The solid blue line (At Expiration) shows your profit or loss if you hold the position until expiration. The bent shape shows the long put's increasing profit as the stock falls below the strike, capped at maximum profit when the stock reaches zero. Above the strike, the put expires worthless and your loss is limited to the premium paid.

The dashed dark blue line (Today / T+0) represents your theoretical P/L at trade entry, computed using the Black-Scholes model. Near the strike and out-of-the-money, the T+0 curve sits above the expiration line because the option still holds time value. As time passes, the T+0 curve sinks toward the expiration curve — this is time decay eroding the option's value.

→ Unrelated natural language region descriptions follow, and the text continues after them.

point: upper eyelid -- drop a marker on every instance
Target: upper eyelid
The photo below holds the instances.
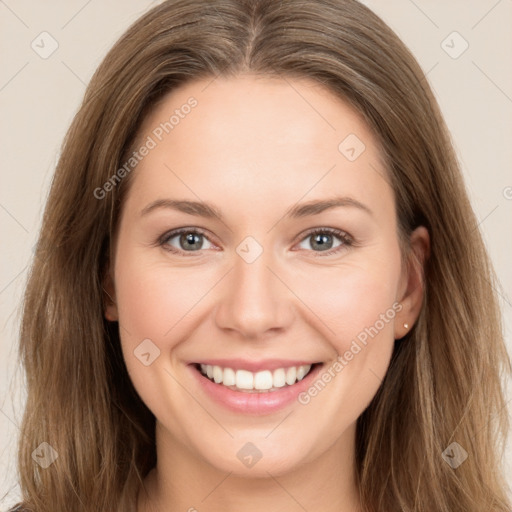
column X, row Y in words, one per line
column 340, row 233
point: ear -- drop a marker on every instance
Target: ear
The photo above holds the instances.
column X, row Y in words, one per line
column 110, row 306
column 412, row 285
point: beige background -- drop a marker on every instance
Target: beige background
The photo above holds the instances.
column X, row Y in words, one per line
column 39, row 96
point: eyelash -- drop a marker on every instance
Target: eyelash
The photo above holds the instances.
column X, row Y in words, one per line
column 345, row 238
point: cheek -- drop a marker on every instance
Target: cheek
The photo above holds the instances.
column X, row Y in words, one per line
column 154, row 298
column 353, row 298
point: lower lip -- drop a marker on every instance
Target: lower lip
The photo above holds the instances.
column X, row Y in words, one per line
column 254, row 403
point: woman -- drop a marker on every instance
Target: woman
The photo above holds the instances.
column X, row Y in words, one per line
column 260, row 283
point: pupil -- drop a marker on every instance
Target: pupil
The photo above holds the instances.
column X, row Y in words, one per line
column 322, row 242
column 192, row 240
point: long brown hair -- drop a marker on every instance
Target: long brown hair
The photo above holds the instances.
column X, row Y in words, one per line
column 444, row 381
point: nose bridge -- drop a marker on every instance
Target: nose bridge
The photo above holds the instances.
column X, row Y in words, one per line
column 253, row 300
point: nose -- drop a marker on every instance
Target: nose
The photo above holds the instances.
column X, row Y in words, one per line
column 254, row 301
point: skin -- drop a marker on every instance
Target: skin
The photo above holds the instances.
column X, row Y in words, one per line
column 255, row 147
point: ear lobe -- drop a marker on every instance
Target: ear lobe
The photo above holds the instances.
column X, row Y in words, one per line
column 412, row 296
column 109, row 297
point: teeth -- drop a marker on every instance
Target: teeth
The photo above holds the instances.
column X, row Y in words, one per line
column 259, row 381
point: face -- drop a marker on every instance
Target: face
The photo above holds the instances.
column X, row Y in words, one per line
column 258, row 244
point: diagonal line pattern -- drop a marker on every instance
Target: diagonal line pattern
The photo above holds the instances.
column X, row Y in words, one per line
column 486, row 14
column 76, row 14
column 199, row 403
column 13, row 13
column 301, row 300
column 13, row 217
column 14, row 76
column 200, row 299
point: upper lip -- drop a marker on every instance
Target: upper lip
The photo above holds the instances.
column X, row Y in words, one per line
column 254, row 366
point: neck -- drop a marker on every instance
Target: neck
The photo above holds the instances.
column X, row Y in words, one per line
column 181, row 481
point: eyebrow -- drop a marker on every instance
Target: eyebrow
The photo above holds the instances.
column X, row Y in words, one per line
column 203, row 209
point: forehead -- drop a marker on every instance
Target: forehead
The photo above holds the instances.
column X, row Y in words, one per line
column 270, row 138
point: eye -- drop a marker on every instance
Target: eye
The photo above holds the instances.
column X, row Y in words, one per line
column 326, row 241
column 185, row 240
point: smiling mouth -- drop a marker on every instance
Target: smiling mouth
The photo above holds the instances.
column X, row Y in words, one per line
column 265, row 381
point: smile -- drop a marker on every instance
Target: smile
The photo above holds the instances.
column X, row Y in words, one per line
column 255, row 382
column 253, row 388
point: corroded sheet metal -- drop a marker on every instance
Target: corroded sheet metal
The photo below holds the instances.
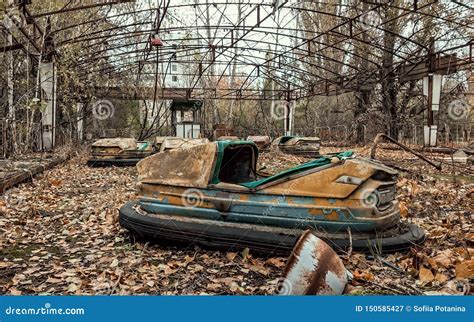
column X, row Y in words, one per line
column 261, row 141
column 186, row 167
column 313, row 269
column 123, row 143
column 303, row 140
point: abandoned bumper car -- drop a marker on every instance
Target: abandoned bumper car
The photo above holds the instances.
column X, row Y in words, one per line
column 210, row 195
column 296, row 145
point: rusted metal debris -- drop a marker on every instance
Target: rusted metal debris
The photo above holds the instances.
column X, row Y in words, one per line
column 314, row 269
column 381, row 136
column 13, row 173
column 261, row 141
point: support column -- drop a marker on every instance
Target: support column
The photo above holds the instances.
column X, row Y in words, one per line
column 289, row 119
column 48, row 84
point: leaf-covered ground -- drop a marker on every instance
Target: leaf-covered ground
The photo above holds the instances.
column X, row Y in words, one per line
column 60, row 235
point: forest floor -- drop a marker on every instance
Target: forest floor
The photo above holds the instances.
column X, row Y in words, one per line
column 60, row 235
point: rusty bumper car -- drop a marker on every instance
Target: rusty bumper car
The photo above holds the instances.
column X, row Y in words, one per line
column 210, row 195
column 301, row 146
column 119, row 152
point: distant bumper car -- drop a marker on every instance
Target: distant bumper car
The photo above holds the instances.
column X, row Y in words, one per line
column 210, row 195
column 261, row 141
column 119, row 152
column 301, row 146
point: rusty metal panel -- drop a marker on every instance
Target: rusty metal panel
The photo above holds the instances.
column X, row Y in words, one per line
column 184, row 167
column 176, row 143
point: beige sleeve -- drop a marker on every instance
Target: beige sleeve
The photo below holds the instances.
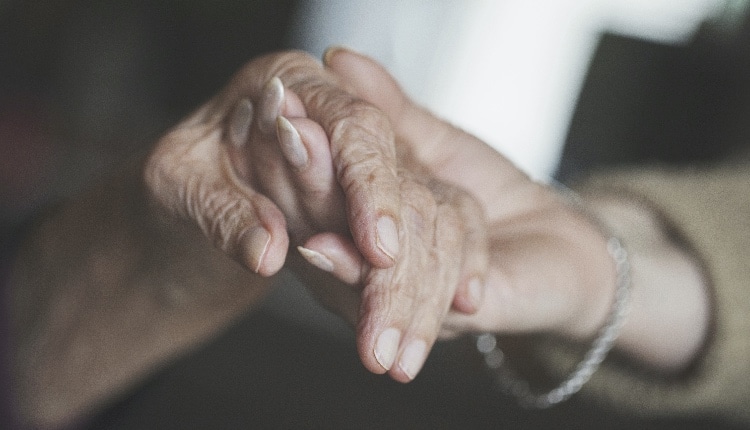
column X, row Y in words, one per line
column 710, row 209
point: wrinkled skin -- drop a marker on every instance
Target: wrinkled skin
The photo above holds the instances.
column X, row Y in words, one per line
column 232, row 169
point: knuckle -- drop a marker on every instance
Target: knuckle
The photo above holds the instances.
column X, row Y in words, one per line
column 357, row 120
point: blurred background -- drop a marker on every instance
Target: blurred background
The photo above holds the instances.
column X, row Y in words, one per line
column 561, row 87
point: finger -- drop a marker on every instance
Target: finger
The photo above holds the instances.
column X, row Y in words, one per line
column 199, row 185
column 437, row 291
column 293, row 106
column 337, row 255
column 271, row 102
column 368, row 79
column 363, row 154
column 472, row 280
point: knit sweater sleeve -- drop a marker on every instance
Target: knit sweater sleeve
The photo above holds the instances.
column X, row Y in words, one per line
column 710, row 210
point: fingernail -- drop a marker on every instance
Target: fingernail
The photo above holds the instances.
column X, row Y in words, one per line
column 386, row 347
column 475, row 292
column 256, row 244
column 239, row 123
column 387, row 239
column 413, row 358
column 273, row 96
column 291, row 143
column 316, row 259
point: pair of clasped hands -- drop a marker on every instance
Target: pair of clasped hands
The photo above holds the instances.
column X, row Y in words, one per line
column 417, row 229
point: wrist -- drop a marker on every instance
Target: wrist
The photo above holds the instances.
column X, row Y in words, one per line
column 669, row 317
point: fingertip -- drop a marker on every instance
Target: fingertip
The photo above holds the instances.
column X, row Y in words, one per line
column 469, row 296
column 335, row 254
column 387, row 239
column 265, row 253
column 271, row 102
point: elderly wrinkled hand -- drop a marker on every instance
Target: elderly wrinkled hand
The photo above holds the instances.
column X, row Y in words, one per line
column 284, row 154
column 190, row 174
column 398, row 311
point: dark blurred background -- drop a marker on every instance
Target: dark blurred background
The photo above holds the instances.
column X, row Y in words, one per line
column 85, row 84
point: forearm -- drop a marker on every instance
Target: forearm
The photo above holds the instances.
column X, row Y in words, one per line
column 105, row 290
column 669, row 315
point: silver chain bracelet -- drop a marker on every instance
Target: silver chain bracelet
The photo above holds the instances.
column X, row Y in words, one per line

For deep in-the-money puts, the T+0 curve may dip below the expiration line due to the present-value discount in European option pricing.

IV Mode vs. Premium Mode

IV Mode: Enter the implied volatility, and the calculator uses the Black-Scholes model to estimate the theoretical put premium. This mode also enables the "Today (T+0)" P/L curve on the chart, showing how the option value changes before expiration.

Premium Mode: Enter the exact premium you paid (or plan to pay) per share. This is useful when you know the actual market price. In this mode, only the expiration payoff curve is shown because IV is needed to compute theoretical values before expiration.

When to Use a Long Put

  • You expect the stock to decline significantly
  • You want leveraged downside exposure with limited risk
  • You prefer a defined maximum loss (only the premium)
  • You want to hedge an existing long stock position against downside
Model Assumptions: This calculator uses the Black-Scholes model, which assumes European-style exercise, log-normal price distribution, constant volatility, no transaction costs, and continuous trading. Real-world results may differ due to early exercise (American options), dividends, bid-ask spreads, and changing volatility.

Frequently Asked Questions

A long put option gives you the right, but not the obligation, to sell 100 shares of the underlying stock at the strike price before expiration. You pay a premium upfront to purchase the put. It is a bearish strategy: you profit when the stock price falls below the breakeven price (strike minus premium paid).

The maximum profit on a long put occurs when the stock price falls to zero. The profit at that point is (Strike Price × 100 × Number of Contracts) minus the total premium paid. Unlike a long call, the maximum profit is finite because the stock price cannot fall below zero.

The breakeven price for a long put is Strike Price minus Premium Paid per Share. At this stock price at expiration, the intrinsic value of the put exactly equals the premium you paid, resulting in zero profit or loss. Below the breakeven you profit; above it you lose part or all of your premium.

Implied volatility (IV) represents the market's expectation of future stock price movement. Higher IV means higher option premiums, which increases the cost of buying a put. For long put holders, higher IV at entry means you pay more, but it also reflects greater expected movement that could lead to larger profits if the stock declines.

Use IV mode when you want the calculator to estimate the theoretical option price using Black-Scholes. This also enables the T+0 (today) P/L curve on the chart, which shows how your position value changes before expiration. Use premium mode when you know the exact price you paid or plan to pay for the option and want to see the expiration payoff based on that known cost.

This calculator uses the Black-Scholes model, which assumes European-style options (exercisable only at expiration). For puts on non-dividend-paying stocks, American puts can be worth more than European puts because early exercise may be optimal when the stock falls deeply in the money. The expiration payoff diagram is identical, but the T+0 curve may slightly undervalue American puts in deep in-the-money scenarios.
Disclaimer

This calculator is for educational purposes only. Options trading involves significant risk of loss. Actual option prices and P/L may differ due to market conditions, bid-ask spreads, dividends, early exercise (American options), and other factors. The Black-Scholes model makes simplifying assumptions including constant volatility and European-style exercise. This is not financial advice. Consult a qualified professional before making investment decisions.